Fun to watch, better to shop. Bought more scarves and a silk/cotton dress ($15!) and some trinkets.
Hopped back on the rickshaws and went flying off again just as the sky started to go black and the wind turned to gusts. Seriously, one minute warm sunny morning and the next I am yelling “Jerry, keep that silk dry!” Our drivers tried to outrace it but it came down in torrents and when they finally ducked into a roadside garage I was soaked to the skin.
It was great. My driver and I were laughing ourselves silly and I splashed through the mud to find Jerry, equally drenched, in the garage next door.
Fortunately, the silk was safe and dry.
From there to a mat factory — more looms but this time weaving reeds into the mats the Vietnamese sleep on because mattresses are too hot and damp in the tropical heat. It’s piecework but the workers there average about a dollar an hour, and they work every day of the week.
That was the “commercial” part of the tour. From there we walked into the more rural part of the village. The rain meant mud was everywhere, but that’s a way of life there during the rainy season. At least, it is until the whole place floods and they take to their boats. In the meantime they grow fields of okra, sesame, jicama, and corn. Electric cables run to most houses, fueling lights and the TV sets (some roofs, even thatched ones, sported satellite dishes.). Big barrels near each house holds the family’s supply of fermenting fish sauce, brown, bubbly and stinking.

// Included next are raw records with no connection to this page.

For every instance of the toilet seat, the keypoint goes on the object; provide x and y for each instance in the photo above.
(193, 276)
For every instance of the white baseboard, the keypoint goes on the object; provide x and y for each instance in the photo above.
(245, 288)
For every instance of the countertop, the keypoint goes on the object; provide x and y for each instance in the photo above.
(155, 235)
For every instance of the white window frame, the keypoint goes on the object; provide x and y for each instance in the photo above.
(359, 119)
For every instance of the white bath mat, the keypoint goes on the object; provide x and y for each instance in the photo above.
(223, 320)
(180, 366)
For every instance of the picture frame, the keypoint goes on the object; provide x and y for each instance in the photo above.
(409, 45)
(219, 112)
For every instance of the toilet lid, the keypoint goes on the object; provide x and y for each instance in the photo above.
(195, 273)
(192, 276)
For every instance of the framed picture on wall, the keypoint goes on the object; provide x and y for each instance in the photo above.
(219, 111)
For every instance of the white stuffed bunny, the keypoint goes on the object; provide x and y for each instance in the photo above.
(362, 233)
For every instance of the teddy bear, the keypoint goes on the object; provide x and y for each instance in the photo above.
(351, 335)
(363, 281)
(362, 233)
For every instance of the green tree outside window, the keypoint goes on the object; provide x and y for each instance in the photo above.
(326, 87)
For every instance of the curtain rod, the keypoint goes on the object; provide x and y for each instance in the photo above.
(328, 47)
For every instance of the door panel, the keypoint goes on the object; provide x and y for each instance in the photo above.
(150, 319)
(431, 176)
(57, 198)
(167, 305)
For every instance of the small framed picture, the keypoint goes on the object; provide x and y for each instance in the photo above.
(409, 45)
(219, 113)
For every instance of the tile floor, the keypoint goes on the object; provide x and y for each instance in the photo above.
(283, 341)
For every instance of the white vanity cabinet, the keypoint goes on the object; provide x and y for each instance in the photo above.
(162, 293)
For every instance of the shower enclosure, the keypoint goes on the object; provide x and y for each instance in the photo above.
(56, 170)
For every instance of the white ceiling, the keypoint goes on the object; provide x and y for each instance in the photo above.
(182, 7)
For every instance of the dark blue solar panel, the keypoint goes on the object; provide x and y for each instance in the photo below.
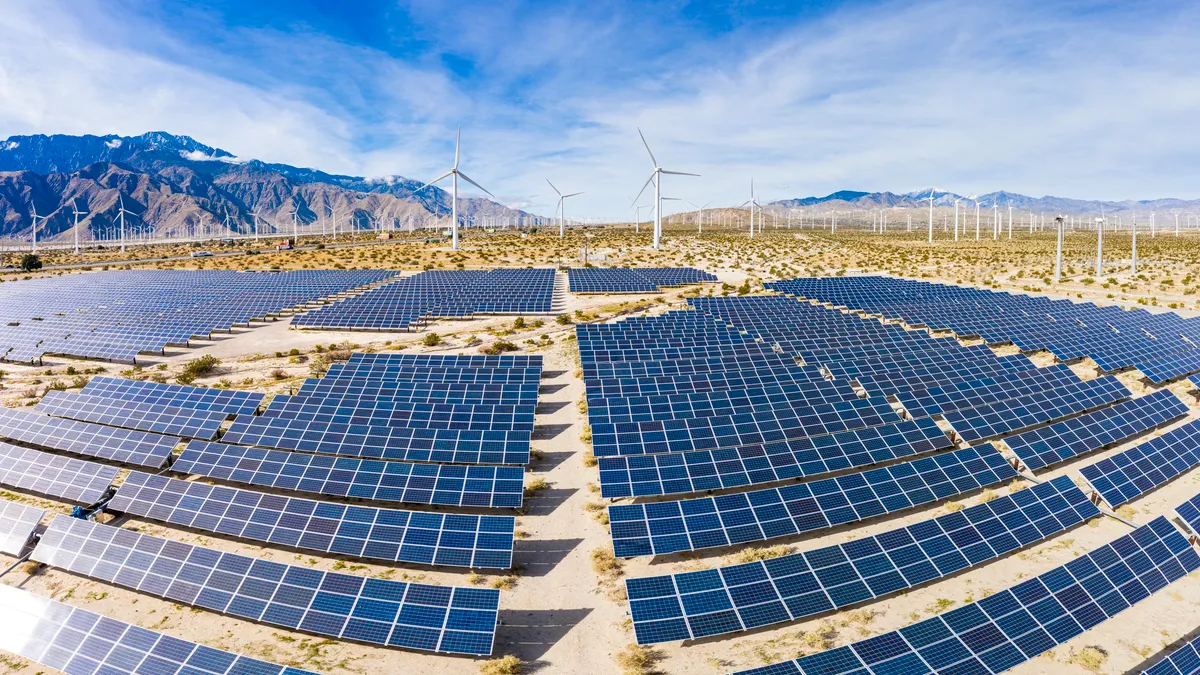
(1139, 470)
(1072, 437)
(663, 527)
(1013, 626)
(442, 619)
(742, 597)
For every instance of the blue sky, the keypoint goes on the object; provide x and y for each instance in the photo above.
(1093, 100)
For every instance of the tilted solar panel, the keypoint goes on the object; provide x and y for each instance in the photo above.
(1013, 626)
(441, 619)
(70, 478)
(663, 527)
(132, 414)
(443, 484)
(1139, 470)
(1072, 437)
(17, 525)
(397, 536)
(78, 641)
(85, 438)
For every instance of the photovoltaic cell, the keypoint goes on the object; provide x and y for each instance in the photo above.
(17, 525)
(1139, 470)
(1072, 437)
(85, 438)
(370, 479)
(69, 478)
(132, 414)
(709, 470)
(397, 536)
(231, 401)
(663, 527)
(78, 641)
(984, 422)
(1013, 626)
(346, 607)
(742, 597)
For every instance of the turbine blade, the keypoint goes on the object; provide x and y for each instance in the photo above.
(648, 148)
(648, 180)
(435, 180)
(462, 175)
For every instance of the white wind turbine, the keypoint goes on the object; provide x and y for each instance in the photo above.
(700, 221)
(75, 207)
(562, 209)
(657, 179)
(454, 193)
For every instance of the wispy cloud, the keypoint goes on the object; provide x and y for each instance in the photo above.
(1081, 99)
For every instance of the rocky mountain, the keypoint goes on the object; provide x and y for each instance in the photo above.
(850, 199)
(175, 186)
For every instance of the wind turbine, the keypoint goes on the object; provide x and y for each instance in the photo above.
(454, 195)
(562, 210)
(700, 220)
(753, 203)
(657, 179)
(75, 207)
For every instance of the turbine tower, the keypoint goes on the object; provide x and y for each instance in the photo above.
(562, 210)
(454, 195)
(657, 179)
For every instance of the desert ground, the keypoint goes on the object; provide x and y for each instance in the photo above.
(563, 607)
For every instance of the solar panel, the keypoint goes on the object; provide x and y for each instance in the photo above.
(131, 414)
(441, 484)
(78, 641)
(231, 401)
(1013, 626)
(399, 536)
(72, 479)
(663, 527)
(85, 438)
(984, 422)
(17, 525)
(466, 446)
(1095, 430)
(709, 470)
(1183, 661)
(729, 599)
(441, 619)
(1139, 470)
(729, 431)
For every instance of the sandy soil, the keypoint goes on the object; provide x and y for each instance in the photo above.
(561, 615)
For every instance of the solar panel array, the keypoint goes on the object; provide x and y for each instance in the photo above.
(118, 315)
(409, 300)
(664, 527)
(1111, 336)
(85, 438)
(442, 619)
(1079, 435)
(419, 537)
(443, 484)
(78, 641)
(231, 401)
(69, 478)
(729, 599)
(1013, 626)
(1139, 470)
(132, 414)
(17, 525)
(633, 280)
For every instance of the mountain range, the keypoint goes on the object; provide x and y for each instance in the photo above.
(175, 186)
(851, 199)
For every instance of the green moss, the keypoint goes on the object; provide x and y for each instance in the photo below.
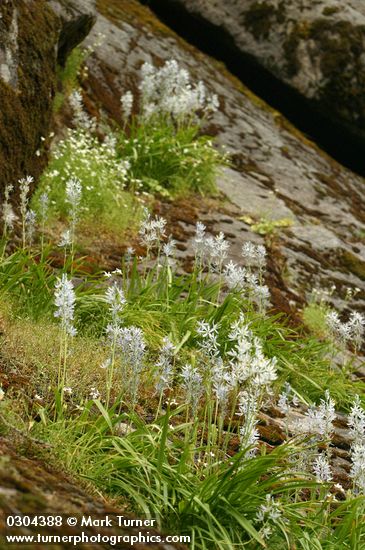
(260, 18)
(26, 111)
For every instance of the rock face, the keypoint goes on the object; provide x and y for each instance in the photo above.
(314, 47)
(276, 173)
(28, 39)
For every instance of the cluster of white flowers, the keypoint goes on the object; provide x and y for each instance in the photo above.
(208, 343)
(356, 422)
(352, 331)
(152, 231)
(168, 91)
(169, 252)
(287, 398)
(114, 296)
(213, 251)
(30, 219)
(248, 407)
(321, 417)
(24, 186)
(270, 511)
(127, 105)
(322, 468)
(8, 214)
(65, 302)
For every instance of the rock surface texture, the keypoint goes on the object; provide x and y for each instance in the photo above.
(315, 47)
(276, 173)
(28, 39)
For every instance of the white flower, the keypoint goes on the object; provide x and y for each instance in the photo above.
(356, 422)
(9, 216)
(357, 471)
(235, 276)
(165, 366)
(209, 335)
(269, 511)
(322, 469)
(192, 384)
(199, 240)
(24, 185)
(322, 417)
(94, 393)
(30, 218)
(127, 104)
(66, 239)
(65, 302)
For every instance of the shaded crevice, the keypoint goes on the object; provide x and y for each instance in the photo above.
(338, 140)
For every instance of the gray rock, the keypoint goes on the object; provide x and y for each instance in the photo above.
(276, 172)
(316, 48)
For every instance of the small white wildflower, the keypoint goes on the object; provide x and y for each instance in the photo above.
(270, 511)
(30, 219)
(254, 255)
(115, 298)
(66, 239)
(127, 104)
(356, 422)
(357, 472)
(94, 393)
(65, 302)
(322, 469)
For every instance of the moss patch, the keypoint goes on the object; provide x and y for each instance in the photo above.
(354, 264)
(260, 18)
(26, 111)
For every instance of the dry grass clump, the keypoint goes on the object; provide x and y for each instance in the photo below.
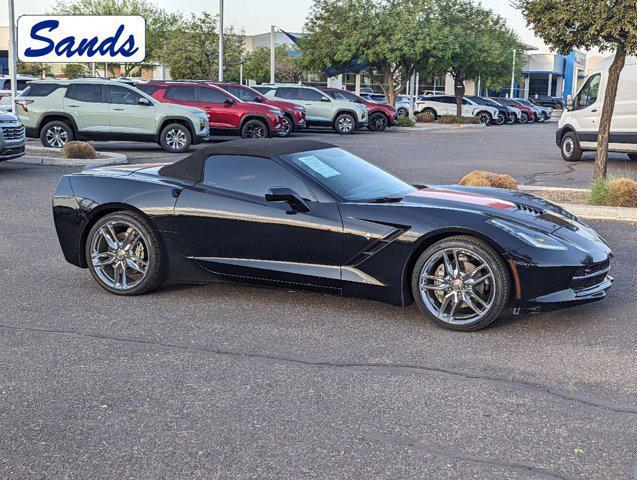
(480, 178)
(77, 149)
(425, 118)
(614, 192)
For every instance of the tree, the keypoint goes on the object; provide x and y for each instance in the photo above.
(74, 70)
(478, 44)
(608, 25)
(159, 22)
(256, 65)
(391, 37)
(192, 50)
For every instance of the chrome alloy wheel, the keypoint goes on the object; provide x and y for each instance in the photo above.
(119, 255)
(176, 139)
(345, 124)
(56, 136)
(457, 286)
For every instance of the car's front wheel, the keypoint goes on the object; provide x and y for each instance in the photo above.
(461, 283)
(56, 134)
(377, 122)
(175, 138)
(571, 151)
(344, 123)
(124, 254)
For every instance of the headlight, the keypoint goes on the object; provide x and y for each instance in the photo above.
(528, 235)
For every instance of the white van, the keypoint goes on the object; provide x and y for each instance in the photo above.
(578, 126)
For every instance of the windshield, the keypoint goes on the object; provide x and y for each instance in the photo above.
(349, 176)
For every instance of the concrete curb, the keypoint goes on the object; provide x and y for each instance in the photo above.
(589, 212)
(105, 158)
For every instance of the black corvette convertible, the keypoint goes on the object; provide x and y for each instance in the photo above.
(307, 214)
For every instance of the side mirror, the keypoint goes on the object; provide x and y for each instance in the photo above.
(289, 196)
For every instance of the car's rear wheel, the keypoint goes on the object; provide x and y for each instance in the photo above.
(461, 283)
(175, 138)
(254, 129)
(56, 134)
(344, 123)
(571, 150)
(124, 254)
(377, 122)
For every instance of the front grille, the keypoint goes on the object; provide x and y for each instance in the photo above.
(590, 275)
(13, 133)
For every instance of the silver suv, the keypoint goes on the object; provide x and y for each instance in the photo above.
(59, 111)
(321, 110)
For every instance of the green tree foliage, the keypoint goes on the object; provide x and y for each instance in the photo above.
(609, 25)
(392, 37)
(159, 22)
(74, 70)
(478, 44)
(287, 66)
(192, 50)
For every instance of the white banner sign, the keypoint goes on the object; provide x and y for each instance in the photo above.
(81, 38)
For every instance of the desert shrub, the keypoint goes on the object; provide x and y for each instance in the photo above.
(479, 178)
(425, 118)
(405, 122)
(77, 149)
(614, 192)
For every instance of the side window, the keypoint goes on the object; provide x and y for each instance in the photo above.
(123, 95)
(288, 93)
(588, 94)
(181, 93)
(250, 175)
(312, 95)
(85, 92)
(210, 95)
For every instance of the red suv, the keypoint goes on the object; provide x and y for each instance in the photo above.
(381, 116)
(226, 113)
(293, 114)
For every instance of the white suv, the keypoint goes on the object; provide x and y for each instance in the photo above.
(437, 105)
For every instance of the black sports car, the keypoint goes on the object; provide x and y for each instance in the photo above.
(310, 215)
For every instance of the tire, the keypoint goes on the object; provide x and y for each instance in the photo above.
(56, 134)
(288, 127)
(492, 286)
(254, 129)
(431, 111)
(377, 122)
(175, 138)
(344, 123)
(144, 253)
(485, 117)
(570, 148)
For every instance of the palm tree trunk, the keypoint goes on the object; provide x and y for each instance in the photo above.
(603, 136)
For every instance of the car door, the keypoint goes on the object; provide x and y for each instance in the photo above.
(230, 229)
(86, 103)
(221, 108)
(130, 112)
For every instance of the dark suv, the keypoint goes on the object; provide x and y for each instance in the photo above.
(381, 115)
(226, 113)
(293, 114)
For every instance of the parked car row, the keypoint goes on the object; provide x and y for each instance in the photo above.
(491, 111)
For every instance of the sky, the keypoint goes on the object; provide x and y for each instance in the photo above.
(256, 16)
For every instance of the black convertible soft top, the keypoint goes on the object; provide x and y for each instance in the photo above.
(191, 168)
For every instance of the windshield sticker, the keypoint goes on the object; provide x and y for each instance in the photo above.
(319, 167)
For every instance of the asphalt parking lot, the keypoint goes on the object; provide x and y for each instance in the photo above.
(227, 381)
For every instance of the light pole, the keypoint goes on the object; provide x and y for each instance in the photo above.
(13, 63)
(221, 40)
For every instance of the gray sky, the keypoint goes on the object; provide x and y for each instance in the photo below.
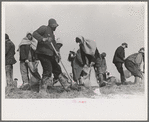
(109, 24)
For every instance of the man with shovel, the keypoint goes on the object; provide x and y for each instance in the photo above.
(46, 51)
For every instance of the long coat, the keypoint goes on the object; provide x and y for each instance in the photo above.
(9, 53)
(45, 47)
(119, 55)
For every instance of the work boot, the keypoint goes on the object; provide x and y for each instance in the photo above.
(46, 83)
(64, 82)
(124, 83)
(55, 81)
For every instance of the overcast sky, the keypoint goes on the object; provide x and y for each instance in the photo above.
(109, 24)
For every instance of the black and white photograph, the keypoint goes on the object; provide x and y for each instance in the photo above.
(74, 60)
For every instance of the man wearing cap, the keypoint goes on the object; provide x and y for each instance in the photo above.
(28, 57)
(46, 54)
(133, 63)
(101, 69)
(118, 60)
(9, 60)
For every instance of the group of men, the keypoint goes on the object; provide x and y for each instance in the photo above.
(42, 46)
(132, 63)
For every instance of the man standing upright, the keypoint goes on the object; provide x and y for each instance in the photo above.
(28, 58)
(118, 60)
(9, 60)
(46, 54)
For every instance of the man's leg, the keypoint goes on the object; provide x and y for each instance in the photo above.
(137, 80)
(58, 74)
(47, 70)
(120, 70)
(24, 72)
(9, 79)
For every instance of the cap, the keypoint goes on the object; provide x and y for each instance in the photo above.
(53, 23)
(125, 44)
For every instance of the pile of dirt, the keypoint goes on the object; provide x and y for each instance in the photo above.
(59, 93)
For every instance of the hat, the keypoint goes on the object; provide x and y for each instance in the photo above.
(28, 34)
(103, 54)
(59, 41)
(141, 49)
(125, 44)
(52, 22)
(6, 36)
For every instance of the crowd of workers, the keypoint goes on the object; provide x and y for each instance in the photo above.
(41, 46)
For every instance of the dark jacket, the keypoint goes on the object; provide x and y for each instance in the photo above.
(119, 55)
(44, 47)
(9, 53)
(89, 57)
(27, 53)
(98, 59)
(136, 58)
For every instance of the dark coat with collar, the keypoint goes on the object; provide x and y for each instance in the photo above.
(44, 47)
(119, 55)
(9, 52)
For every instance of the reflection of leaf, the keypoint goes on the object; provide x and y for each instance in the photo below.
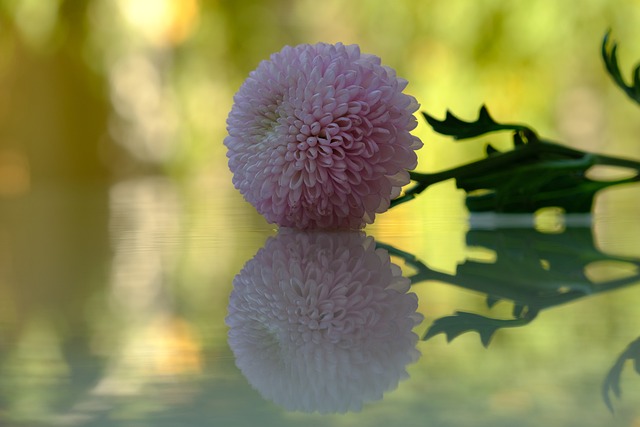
(461, 322)
(459, 129)
(612, 381)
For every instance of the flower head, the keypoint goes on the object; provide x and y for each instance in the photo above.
(322, 321)
(319, 137)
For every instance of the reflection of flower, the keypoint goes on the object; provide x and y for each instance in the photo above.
(319, 137)
(322, 321)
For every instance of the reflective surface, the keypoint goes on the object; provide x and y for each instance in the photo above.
(114, 302)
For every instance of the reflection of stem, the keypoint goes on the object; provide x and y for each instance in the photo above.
(612, 380)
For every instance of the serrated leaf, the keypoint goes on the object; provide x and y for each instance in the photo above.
(461, 322)
(460, 129)
(492, 300)
(491, 150)
(610, 57)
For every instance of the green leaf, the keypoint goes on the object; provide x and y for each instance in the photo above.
(460, 129)
(461, 322)
(610, 57)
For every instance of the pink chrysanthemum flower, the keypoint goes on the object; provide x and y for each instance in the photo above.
(319, 137)
(322, 321)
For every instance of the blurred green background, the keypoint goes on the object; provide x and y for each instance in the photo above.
(120, 231)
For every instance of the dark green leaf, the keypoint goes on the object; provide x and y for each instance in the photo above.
(610, 58)
(460, 129)
(461, 322)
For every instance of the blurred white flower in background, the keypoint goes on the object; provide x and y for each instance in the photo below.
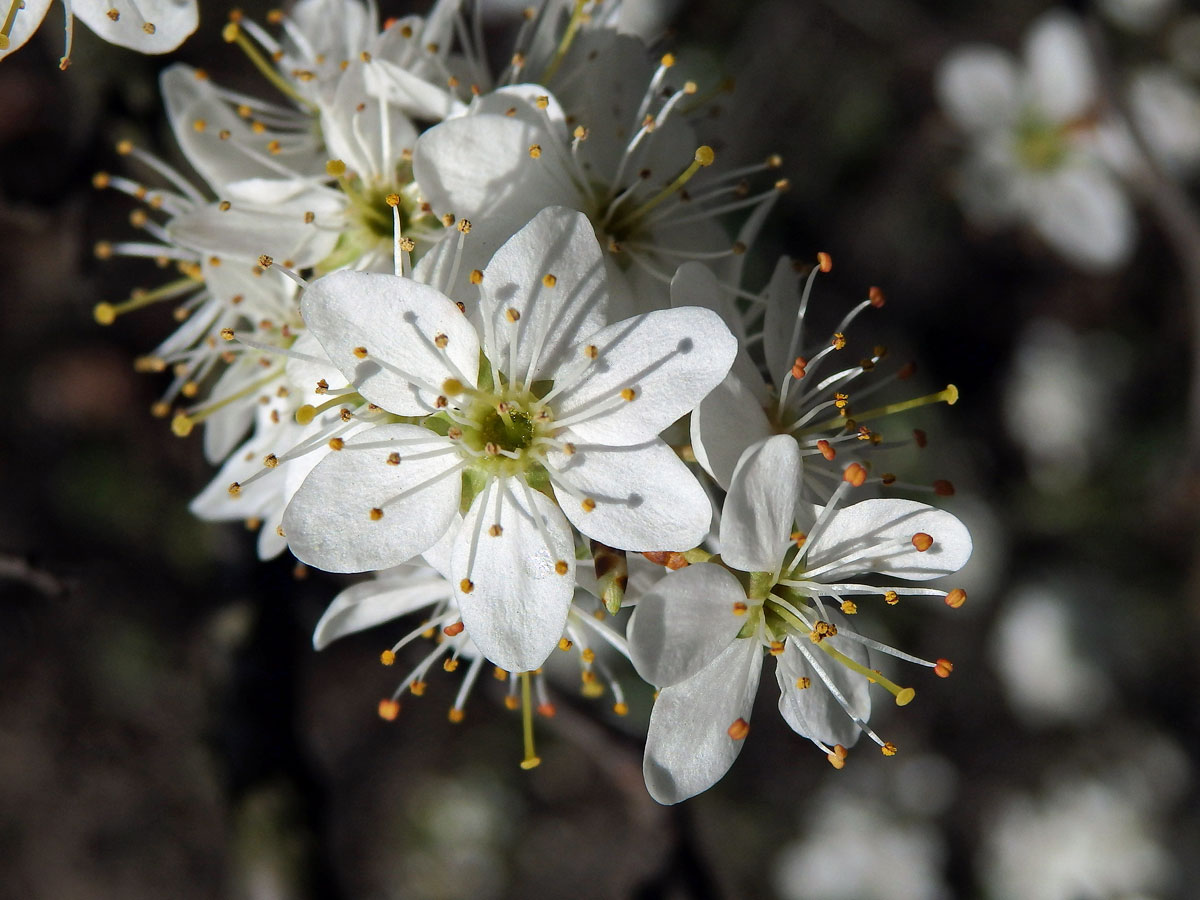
(1057, 399)
(1045, 678)
(147, 25)
(1038, 151)
(861, 850)
(1089, 838)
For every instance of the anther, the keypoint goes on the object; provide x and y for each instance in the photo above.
(389, 709)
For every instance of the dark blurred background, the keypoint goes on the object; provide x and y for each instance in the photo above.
(166, 729)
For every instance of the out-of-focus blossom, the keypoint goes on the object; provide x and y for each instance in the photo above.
(1056, 402)
(147, 27)
(859, 850)
(1084, 838)
(1037, 153)
(1036, 653)
(1165, 108)
(1138, 16)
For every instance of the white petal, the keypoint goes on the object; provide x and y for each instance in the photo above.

And everywhere kids, tiny, gorgeous kids, skipping along, following us to our final destination, the well-kept house of a grandmotherly looking 84 year old whose apple-cheeked appearance made it hard to believe she was one of the early members of the Viet Cong. The kids lined up, boys and girls, and waited for “gifts” — pencils, cheap toys and jewelry that the visitors brought.
Then a slog back through the mud to the small boat that took us back to our big boat. Another window opened on a way of life a world away.